Dika berpikir sejenak.
"Sepertinya Ustadz Hilmy bisa, Ust," jawab Dika. Bai terdiam, dia berusaha mengingat-ingat yang mana Ustadz Hilmy. Dika tertawa melihat ekspresi Bai yang kebingungan itu.
"Sepupu saya, Ust. Yang dari Karang Wuni," kata Dika.
Wajah Bai menunjukkan ekspresi 'oh' yang begitu jelas, dia mengangguk paham. Mereka kemudian tertawa.
"Ah, ya, Ustadz Hilmy cocok untuk kasus ini. Tolong dipanggilkan ke sini sekalian, ya?" kata Bai. Dika mengangguk dan meminta seseorang untuk memanggilkan Hilmy.
Baru kali itu Rangga bertemu dengan Hilmy. Ternyata Hilmy masih muda dan berkulit sangat putih dan matanya sangat sipit. Rambutnya pendek dan terpotong rapi, dia tidak memakai peci, dan bahkan memakai celana jeans dan kaus warna hitam. Di telinga kanan Hilmy terdapat rentengan anting kecil dan di cuping hidungnya yang sebelah kiri juga terdapat anting kecil. Ah, ustadz yang sangat anti mainstream.
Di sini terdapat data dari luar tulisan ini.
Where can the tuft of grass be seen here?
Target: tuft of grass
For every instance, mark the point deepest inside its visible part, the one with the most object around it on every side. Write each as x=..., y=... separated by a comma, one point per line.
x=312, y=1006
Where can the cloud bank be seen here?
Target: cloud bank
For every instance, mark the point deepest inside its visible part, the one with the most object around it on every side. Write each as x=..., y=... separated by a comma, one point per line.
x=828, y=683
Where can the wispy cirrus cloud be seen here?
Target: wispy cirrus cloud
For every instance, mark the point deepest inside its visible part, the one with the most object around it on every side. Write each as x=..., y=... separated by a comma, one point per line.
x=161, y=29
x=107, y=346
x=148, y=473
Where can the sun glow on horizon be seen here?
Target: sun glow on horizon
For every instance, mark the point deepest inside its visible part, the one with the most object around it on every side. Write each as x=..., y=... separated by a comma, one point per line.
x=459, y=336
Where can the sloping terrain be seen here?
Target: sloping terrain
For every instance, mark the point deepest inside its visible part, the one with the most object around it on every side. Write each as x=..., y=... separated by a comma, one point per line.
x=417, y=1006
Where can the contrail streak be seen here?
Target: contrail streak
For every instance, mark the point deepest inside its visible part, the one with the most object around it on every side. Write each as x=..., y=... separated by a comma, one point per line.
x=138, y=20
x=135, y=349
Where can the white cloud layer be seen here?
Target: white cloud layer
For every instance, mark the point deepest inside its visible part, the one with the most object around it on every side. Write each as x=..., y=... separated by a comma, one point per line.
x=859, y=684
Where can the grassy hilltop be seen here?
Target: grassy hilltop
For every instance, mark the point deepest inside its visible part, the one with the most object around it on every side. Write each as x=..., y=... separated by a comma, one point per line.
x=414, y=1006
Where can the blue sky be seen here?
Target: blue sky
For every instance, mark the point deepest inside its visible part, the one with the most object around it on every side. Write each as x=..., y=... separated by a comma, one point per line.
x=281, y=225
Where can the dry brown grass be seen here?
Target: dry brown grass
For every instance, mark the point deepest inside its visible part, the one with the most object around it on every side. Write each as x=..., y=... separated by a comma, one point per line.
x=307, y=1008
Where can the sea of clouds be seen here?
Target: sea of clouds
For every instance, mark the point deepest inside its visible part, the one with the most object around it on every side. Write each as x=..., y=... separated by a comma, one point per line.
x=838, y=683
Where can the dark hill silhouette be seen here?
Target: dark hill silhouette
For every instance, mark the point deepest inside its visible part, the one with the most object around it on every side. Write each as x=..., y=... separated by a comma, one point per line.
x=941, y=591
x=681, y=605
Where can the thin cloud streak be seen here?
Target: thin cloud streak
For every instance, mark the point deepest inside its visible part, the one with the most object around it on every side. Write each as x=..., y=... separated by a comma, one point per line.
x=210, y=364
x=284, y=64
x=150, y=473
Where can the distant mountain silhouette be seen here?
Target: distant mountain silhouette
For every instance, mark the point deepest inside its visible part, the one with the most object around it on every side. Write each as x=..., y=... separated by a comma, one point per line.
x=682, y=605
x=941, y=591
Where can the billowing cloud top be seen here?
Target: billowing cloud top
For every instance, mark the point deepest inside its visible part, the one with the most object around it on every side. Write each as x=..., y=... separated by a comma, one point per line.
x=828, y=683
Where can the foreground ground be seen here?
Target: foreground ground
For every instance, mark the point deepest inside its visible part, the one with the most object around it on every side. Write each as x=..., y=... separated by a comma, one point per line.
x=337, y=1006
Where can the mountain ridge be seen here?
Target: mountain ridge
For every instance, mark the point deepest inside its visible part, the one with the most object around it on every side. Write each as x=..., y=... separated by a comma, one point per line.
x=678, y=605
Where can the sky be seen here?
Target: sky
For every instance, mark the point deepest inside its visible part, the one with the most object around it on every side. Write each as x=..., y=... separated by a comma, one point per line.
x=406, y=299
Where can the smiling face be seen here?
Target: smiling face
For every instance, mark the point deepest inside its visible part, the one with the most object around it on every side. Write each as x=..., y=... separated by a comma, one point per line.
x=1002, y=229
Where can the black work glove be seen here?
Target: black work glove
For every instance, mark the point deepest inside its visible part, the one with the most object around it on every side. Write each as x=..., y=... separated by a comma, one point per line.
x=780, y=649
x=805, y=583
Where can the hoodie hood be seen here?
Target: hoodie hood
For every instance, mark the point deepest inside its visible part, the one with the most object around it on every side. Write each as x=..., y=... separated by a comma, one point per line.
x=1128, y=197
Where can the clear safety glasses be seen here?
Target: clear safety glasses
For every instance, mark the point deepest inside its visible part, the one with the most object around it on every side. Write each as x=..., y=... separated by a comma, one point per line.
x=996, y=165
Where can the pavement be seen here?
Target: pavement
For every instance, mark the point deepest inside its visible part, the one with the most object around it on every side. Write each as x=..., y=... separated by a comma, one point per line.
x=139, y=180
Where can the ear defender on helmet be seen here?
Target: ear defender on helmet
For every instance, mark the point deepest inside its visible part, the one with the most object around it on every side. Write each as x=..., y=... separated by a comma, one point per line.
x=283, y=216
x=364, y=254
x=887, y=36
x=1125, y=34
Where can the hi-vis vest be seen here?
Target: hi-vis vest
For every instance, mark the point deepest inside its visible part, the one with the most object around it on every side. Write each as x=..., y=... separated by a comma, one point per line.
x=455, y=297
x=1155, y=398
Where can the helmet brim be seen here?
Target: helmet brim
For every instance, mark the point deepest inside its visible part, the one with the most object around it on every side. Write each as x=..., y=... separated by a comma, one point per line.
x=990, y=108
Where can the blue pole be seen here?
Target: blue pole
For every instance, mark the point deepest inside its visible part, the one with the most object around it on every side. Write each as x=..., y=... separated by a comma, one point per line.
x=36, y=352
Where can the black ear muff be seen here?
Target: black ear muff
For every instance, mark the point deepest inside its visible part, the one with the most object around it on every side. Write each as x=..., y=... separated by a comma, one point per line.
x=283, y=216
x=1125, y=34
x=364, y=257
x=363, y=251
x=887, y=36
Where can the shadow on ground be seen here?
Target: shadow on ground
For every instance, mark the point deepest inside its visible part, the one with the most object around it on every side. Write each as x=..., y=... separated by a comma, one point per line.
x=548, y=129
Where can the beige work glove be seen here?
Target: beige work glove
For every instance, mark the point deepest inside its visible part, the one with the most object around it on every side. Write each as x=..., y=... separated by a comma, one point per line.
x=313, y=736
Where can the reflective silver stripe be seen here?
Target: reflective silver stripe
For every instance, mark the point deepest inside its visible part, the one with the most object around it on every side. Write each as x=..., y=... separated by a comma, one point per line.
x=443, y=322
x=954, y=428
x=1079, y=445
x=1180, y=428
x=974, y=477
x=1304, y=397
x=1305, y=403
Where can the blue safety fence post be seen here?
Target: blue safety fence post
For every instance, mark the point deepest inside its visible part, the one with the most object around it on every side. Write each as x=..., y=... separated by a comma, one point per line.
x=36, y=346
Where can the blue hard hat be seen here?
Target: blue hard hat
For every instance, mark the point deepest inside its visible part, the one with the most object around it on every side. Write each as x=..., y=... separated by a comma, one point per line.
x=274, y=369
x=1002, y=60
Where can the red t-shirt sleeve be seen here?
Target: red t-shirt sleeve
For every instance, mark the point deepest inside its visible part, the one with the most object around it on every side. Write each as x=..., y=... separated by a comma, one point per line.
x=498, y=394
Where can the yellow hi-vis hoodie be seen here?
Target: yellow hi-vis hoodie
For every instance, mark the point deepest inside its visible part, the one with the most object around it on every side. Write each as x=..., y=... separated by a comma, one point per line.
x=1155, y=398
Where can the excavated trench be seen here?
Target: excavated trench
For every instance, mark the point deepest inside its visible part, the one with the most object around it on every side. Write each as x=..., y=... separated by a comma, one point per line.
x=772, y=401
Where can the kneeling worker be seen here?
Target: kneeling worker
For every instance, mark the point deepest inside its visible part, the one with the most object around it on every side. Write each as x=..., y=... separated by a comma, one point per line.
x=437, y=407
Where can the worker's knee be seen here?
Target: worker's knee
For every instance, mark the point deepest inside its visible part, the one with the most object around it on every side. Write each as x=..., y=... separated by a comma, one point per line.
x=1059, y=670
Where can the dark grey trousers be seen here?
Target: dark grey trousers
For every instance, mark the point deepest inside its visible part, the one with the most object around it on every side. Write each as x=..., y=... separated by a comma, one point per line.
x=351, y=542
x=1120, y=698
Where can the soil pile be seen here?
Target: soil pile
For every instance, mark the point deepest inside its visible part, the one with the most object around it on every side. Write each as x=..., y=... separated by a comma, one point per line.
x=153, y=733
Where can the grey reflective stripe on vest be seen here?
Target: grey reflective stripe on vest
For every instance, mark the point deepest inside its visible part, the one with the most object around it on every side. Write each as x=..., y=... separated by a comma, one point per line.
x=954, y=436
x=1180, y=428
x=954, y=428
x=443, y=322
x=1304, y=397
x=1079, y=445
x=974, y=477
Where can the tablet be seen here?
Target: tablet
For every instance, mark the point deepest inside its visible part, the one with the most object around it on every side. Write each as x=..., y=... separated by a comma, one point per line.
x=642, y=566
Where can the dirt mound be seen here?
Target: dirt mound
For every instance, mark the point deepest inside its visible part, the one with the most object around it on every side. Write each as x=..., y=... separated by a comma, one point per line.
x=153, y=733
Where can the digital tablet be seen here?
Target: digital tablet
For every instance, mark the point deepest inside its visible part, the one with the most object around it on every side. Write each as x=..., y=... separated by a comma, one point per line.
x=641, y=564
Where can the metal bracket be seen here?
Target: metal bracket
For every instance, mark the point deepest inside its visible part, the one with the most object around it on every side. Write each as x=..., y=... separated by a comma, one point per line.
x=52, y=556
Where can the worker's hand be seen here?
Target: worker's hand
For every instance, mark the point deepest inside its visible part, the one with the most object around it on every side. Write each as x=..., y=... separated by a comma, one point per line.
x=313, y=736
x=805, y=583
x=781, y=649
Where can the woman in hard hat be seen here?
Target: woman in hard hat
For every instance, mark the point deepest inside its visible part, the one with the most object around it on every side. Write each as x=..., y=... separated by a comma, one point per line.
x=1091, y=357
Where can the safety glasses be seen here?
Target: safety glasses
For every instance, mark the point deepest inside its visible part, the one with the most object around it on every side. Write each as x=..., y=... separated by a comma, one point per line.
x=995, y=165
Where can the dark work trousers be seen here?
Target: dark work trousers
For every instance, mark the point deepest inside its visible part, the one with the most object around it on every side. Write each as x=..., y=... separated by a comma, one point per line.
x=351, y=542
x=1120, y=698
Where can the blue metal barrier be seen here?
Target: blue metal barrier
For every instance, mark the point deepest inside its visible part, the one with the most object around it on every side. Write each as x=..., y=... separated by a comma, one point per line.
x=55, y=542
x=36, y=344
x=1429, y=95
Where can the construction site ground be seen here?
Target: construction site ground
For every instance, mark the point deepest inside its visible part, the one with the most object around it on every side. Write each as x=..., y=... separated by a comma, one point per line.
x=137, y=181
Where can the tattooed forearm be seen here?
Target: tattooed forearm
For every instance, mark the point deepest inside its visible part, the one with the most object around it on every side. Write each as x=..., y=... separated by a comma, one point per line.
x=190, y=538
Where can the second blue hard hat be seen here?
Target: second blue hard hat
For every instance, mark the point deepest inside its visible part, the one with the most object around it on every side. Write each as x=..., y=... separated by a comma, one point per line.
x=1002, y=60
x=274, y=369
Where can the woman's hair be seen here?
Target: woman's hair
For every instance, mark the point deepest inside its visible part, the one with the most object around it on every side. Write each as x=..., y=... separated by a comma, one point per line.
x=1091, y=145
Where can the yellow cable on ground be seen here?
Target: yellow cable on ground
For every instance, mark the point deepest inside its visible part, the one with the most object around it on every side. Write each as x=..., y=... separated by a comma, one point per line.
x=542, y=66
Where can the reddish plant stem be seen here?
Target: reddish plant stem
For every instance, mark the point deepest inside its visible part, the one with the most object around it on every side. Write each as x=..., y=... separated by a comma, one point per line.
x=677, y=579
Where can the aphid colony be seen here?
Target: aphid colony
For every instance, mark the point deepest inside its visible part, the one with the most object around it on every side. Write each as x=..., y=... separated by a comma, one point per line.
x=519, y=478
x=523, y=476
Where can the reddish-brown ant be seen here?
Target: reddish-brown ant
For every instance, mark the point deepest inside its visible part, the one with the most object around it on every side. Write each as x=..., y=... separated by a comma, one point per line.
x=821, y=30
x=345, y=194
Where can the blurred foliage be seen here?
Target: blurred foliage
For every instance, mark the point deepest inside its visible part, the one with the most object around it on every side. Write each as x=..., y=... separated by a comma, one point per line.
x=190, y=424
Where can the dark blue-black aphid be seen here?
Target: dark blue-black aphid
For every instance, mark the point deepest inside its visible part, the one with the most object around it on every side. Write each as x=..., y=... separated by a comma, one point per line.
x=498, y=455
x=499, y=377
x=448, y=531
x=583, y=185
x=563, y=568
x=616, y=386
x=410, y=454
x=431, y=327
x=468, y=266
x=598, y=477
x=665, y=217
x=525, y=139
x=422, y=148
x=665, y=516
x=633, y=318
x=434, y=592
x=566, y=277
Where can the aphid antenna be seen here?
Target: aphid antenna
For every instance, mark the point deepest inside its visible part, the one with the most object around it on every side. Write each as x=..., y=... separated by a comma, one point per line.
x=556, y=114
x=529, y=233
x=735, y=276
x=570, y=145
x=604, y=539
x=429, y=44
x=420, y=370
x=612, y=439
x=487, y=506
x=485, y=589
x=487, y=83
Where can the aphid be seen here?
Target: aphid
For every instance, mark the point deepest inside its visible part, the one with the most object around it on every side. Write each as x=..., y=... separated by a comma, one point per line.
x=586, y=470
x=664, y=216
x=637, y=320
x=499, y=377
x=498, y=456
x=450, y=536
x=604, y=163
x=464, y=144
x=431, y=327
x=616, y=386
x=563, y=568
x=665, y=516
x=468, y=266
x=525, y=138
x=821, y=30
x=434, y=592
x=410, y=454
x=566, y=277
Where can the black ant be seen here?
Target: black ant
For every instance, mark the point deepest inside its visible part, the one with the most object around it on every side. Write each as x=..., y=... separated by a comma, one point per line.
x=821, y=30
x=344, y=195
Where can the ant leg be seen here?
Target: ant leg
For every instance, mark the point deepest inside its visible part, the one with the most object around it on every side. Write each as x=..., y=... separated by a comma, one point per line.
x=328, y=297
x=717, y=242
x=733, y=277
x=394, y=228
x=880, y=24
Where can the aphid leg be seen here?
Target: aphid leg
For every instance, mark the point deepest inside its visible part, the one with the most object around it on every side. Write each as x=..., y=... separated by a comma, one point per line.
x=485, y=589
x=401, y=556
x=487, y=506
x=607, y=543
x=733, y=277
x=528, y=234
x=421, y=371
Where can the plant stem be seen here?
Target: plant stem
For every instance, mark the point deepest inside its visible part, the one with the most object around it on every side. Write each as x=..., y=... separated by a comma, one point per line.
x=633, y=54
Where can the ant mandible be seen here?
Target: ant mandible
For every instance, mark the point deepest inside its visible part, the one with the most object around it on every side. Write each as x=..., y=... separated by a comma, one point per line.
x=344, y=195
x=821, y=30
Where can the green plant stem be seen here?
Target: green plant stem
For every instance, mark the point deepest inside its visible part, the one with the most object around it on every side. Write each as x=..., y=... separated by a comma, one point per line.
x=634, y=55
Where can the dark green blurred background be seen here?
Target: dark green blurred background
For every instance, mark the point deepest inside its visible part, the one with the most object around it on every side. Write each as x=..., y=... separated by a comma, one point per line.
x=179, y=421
Hilmy menyalami Bai dan juga Rangga, dia memerkenalkan diri pada Rangga.
"Saya Hilmy Widiantoro, Ust. Sepupu dari Ustadz Dika. Salam kenal, Ust. Mohon maaf saya baru pulang dari Saudi, jadi belum sempat berkenalan dengan ustadz," kata Hilmy dengan ramah.
Rangga mengangguk dan memerkenalkan dirinya juga. Mereka berjabatan erat.
Dika menceritakan semua kepada Hilmy. Hilmy mendengarkan dengan antusias, kemudian dia juga diminta mendengarkan rekaman suara Mbok Ginem yang hanya berisi geraman-geraman aneh. Setelah semua selesai, Hilmy terlihat berpikir sejenak, dia nampak agak bingung.
"Masya Allah, luar biasa sekali kasus ini! Astaghfirullah, tipu daya jin yang ini luar biasa sekali!" desis Hilmy. Dia memandang Dika.
"Tadi ustadz bercerita kalau mendengar suara di luar rumah Bu Pratiwi, kan, Ust? Suara apa itu, Ust?" tanya Hilmy.
Rangga terlonjak, oh, iya! Dia melupakan cerita Dika tentang suara itu. Rangga menunggu jawaban Dika, dia melihat ke arah Dika dengan intense.
Tapi aneh! Rangga melihat Dika mengatakan sesuatu, tapi dia tidak bisa mendengar perkataan Dika, perlahan pandangan di depannya kabur, matanya terasa berat. Rangga berusaha melawan kantuk itu, tapi dia tak berdaya. Dia akhirnya memilih untuk tidur saja.